Highlights
- INOVIO intends to sell shares of common stock through an underwritten public offering.
- Underwriter granted 30-day option to purchase additional shares up to 15% of the offering.
- The offer is subject to market conditions, with timing and size.
INOVIO Pharmaceuticals, Inc. (NASDAQ:INO), a biotechnology company developing DNA medicines targeting HPV-related diseases, cancer, and infectious diseases, announced its plans to conduct a public offering of its common stock. All shares in the offering will be sold by the company, which will also grant the underwriter a 30-day option to purchase additional shares equal to up to 15% of the total offering under the same conditions.

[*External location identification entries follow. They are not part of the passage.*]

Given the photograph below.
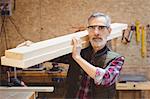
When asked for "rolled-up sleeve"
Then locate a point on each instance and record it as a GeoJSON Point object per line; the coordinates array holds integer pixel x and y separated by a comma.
{"type": "Point", "coordinates": [110, 74]}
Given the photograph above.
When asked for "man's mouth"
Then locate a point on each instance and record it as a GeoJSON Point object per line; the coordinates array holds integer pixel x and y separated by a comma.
{"type": "Point", "coordinates": [97, 39]}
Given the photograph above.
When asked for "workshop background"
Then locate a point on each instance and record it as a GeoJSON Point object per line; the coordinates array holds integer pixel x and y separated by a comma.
{"type": "Point", "coordinates": [38, 20]}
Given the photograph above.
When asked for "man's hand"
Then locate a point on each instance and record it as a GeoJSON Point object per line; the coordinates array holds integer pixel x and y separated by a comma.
{"type": "Point", "coordinates": [76, 47]}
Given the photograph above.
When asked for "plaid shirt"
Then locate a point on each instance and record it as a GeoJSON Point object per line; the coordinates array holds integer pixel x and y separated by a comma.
{"type": "Point", "coordinates": [105, 77]}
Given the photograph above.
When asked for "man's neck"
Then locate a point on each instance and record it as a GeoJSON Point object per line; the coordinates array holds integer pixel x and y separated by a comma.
{"type": "Point", "coordinates": [98, 48]}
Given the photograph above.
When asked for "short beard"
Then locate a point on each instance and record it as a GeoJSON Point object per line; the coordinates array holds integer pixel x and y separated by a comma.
{"type": "Point", "coordinates": [98, 44]}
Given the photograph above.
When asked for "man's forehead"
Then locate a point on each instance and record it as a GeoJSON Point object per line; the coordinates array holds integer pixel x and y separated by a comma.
{"type": "Point", "coordinates": [97, 21]}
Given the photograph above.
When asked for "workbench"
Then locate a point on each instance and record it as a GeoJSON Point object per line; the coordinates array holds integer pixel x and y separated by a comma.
{"type": "Point", "coordinates": [133, 90]}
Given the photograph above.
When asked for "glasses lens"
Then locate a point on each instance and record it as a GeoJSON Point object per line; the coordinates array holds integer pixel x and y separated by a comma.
{"type": "Point", "coordinates": [92, 28]}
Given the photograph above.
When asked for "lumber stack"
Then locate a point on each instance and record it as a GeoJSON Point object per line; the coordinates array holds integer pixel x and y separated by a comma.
{"type": "Point", "coordinates": [36, 53]}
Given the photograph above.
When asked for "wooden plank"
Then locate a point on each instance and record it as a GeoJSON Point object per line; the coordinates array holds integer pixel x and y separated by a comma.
{"type": "Point", "coordinates": [27, 89]}
{"type": "Point", "coordinates": [27, 56]}
{"type": "Point", "coordinates": [133, 86]}
{"type": "Point", "coordinates": [17, 95]}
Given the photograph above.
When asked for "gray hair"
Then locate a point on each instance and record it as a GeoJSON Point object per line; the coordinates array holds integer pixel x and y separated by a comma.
{"type": "Point", "coordinates": [98, 14]}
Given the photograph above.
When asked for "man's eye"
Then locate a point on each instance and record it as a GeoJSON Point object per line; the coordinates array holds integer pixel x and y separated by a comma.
{"type": "Point", "coordinates": [101, 27]}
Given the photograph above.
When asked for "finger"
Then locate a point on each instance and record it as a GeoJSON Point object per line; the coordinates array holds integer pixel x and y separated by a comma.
{"type": "Point", "coordinates": [74, 41]}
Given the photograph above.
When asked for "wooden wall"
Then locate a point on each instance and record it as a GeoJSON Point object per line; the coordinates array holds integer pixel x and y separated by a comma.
{"type": "Point", "coordinates": [38, 20]}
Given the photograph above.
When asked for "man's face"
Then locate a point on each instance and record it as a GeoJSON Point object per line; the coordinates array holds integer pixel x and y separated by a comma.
{"type": "Point", "coordinates": [98, 32]}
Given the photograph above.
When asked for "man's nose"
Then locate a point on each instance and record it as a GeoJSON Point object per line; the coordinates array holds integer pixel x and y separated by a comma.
{"type": "Point", "coordinates": [96, 31]}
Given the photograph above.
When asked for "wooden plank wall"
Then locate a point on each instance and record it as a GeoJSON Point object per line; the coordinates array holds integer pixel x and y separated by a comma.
{"type": "Point", "coordinates": [38, 20]}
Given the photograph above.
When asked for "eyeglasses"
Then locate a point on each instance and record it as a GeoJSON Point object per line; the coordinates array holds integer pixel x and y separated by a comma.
{"type": "Point", "coordinates": [100, 28]}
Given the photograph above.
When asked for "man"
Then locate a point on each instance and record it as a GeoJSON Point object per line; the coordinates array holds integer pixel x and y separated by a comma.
{"type": "Point", "coordinates": [94, 70]}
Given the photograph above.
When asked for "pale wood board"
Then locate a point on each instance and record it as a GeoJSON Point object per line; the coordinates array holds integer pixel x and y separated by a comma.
{"type": "Point", "coordinates": [17, 95]}
{"type": "Point", "coordinates": [27, 89]}
{"type": "Point", "coordinates": [27, 56]}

The offering is contingent on prevailing market conditions, and there is no certainty regarding the timing, size, or completion of the transaction. Piper Sandler & Co. will act as the sole book-running manager for the offering.
Regulatory Filings and Prospectus
INOVIO previously filed a shelf registration statement with the U.S. Securities and Exchange Commission on November 9, 2023, which was declared effective on January 31, 2024. The offering will be conducted exclusively through a written prospectus and prospectus supplement, forming part of the registration statement.
Company Overview
INOVIO is a biotechnology company dedicated to the development and commercialization of DNA medicines aimed at treating and preventing HPV-related diseases, cancer, and infectious diseases. Its proprietary technology platform is designed to optimize the design and delivery of DNA-based therapies, enabling the body to generate its own targeted immune responses.
The company has advanced multiple DNA medicine programs focused on both preventive and therapeutic applications. INOVIO continues to explore new applications for its technology while maintaining compliance with U.S. securities regulations in its capital-raising initiatives, such as this proposed public offering.
Next Steps
Investors considering participation in the offering will need to review the final prospectus and prospectus supplement when filed with the SEC. Market conditions and regulatory approvals will determine the timing and execution of the public offering, including the underwriter’s potential exercise of the 30-day option to purchase additional shares.